The above evaluation represents a snapshot of student performance at particular levels, in which students in different courses were evaluated at the same time. We also examined the change in performance of a single class over time. This course was particularly suited for the instrument, because it was an intermediate-level course that focused on concepts of cellular and molecular biology, with a particular emphasis on the central dogma. Student scores are shown in Figure 4; students in this class improved significantly from the pretest (n = 58) at week 1 to the posttest (n = 53) at week 14, t(109) = 5.47, p < 0.0001. Because the CDCI was given anonymously, it was not possible to correlate individual scores. Because five fewer students completed the posttest, we removed the lowest five scores from the pretest to give the most conservative estimate of the difference between pre/postscores. Removing the lowest five scores did not change our conclusion, t(104) = 4.8, p < 0.0001.
We have developed a novel assessment tool designed to measure student thinking about topics related to the central dogma of molecular biology.
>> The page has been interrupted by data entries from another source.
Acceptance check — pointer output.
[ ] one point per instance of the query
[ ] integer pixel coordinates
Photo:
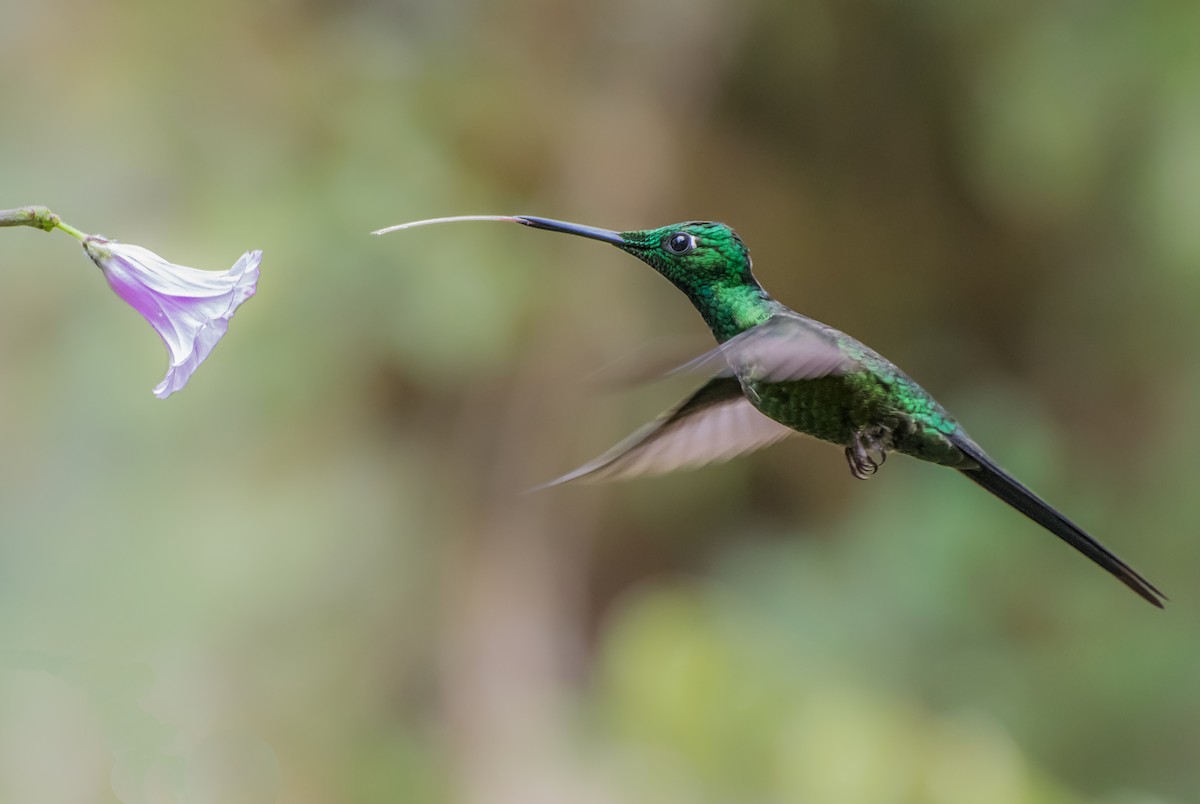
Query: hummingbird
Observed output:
(775, 372)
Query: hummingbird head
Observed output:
(705, 259)
(697, 257)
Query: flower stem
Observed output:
(70, 229)
(40, 217)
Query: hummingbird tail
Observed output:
(1012, 491)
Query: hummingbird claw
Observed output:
(867, 454)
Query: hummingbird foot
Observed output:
(867, 454)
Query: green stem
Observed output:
(73, 232)
(39, 217)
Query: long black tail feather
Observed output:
(1012, 491)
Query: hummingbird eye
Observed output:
(679, 244)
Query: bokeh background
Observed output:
(312, 576)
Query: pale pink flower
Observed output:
(189, 309)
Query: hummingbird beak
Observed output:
(592, 232)
(535, 222)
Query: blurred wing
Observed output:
(714, 424)
(785, 347)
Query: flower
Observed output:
(189, 309)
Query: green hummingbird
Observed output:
(775, 372)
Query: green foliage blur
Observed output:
(312, 577)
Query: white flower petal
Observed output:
(187, 307)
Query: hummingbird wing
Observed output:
(785, 347)
(713, 424)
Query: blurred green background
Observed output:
(311, 576)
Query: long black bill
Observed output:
(549, 225)
(535, 222)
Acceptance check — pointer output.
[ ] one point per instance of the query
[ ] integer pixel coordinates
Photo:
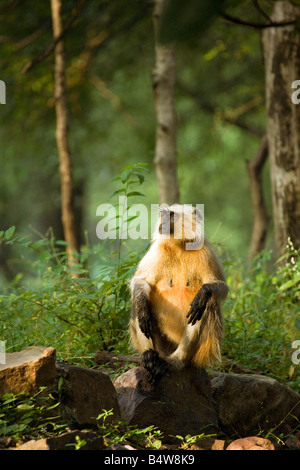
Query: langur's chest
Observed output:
(179, 281)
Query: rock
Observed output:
(25, 371)
(113, 360)
(65, 441)
(180, 404)
(251, 443)
(209, 443)
(86, 393)
(292, 443)
(247, 404)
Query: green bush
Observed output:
(262, 314)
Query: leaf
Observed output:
(135, 193)
(9, 232)
(185, 20)
(297, 323)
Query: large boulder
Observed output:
(85, 394)
(248, 404)
(28, 370)
(180, 404)
(66, 441)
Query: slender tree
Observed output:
(164, 79)
(282, 67)
(260, 216)
(64, 154)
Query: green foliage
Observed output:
(77, 317)
(117, 432)
(24, 415)
(184, 20)
(262, 315)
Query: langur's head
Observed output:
(182, 223)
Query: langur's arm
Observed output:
(140, 290)
(213, 290)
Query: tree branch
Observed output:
(233, 19)
(52, 46)
(210, 108)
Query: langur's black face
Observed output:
(167, 221)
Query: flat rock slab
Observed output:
(86, 393)
(28, 370)
(180, 404)
(66, 441)
(248, 404)
(251, 443)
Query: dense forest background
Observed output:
(221, 115)
(110, 58)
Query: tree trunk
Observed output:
(64, 154)
(164, 79)
(260, 216)
(282, 66)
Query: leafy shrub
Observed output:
(76, 316)
(262, 314)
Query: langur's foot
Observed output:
(155, 365)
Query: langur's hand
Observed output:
(198, 305)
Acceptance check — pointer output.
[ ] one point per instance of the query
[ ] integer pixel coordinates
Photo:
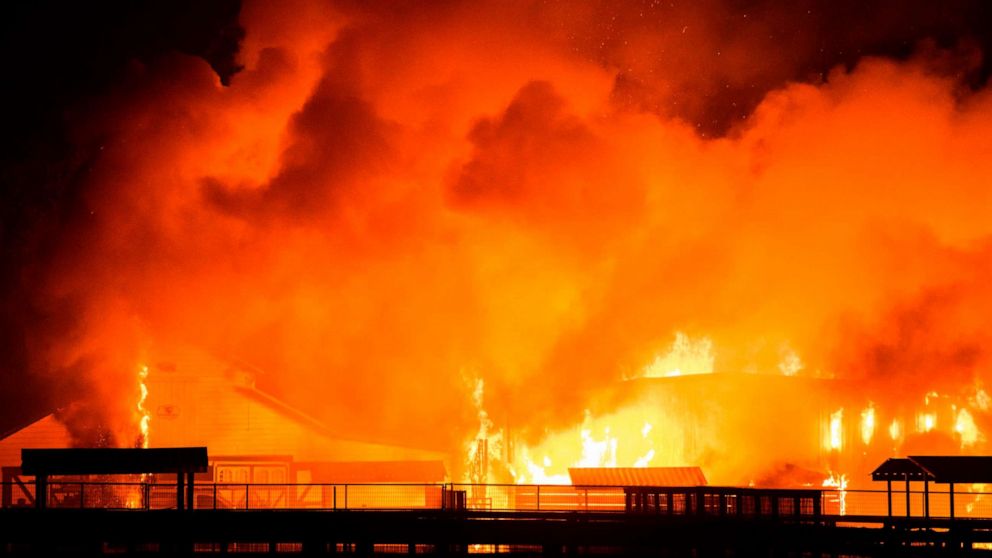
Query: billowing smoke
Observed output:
(393, 199)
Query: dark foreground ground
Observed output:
(92, 532)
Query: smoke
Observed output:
(388, 195)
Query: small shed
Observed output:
(940, 469)
(183, 462)
(637, 476)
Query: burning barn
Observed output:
(252, 436)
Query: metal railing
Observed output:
(476, 497)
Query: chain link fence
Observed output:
(968, 502)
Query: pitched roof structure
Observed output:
(376, 471)
(637, 476)
(958, 469)
(899, 468)
(113, 461)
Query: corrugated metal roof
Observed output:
(375, 471)
(899, 468)
(964, 469)
(637, 476)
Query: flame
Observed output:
(521, 205)
(895, 430)
(835, 440)
(840, 483)
(790, 364)
(685, 357)
(145, 417)
(965, 427)
(868, 424)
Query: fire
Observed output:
(684, 357)
(537, 202)
(895, 430)
(926, 421)
(868, 424)
(965, 427)
(838, 482)
(835, 440)
(145, 417)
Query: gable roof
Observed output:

Information flow, one of the five overarching core concepts articulated by Vision and Change (AAAS, 2011 ), is difficult for many biology students and is the subject of much biology education research (e.g., Pashley, 1985 ; Lewis and Wood-Robinson, 2000 ; Lewis et al., 2000 ; Marbach-Ad, 2001 ; Newman et al., 2012 ). The CDCI tool was developed by first examining student-generated ideas from research and classroom-based open-ended written assessments, formal research interviews, and informal interactions with students and biology instructors. Then items were designed, tested, and revised in an iterative process involving group discussions, student testers, and expert reviewers. We have provided evidence that supports the relationship between CDCI score and knowledge about topics related to the central dogma; the CDCI assessment can be used to generate valid inferences about a population of students. In this paper, we have described our instrument development and validation processes to the biology education research community in order to share our insights and experiences with instrument development to date.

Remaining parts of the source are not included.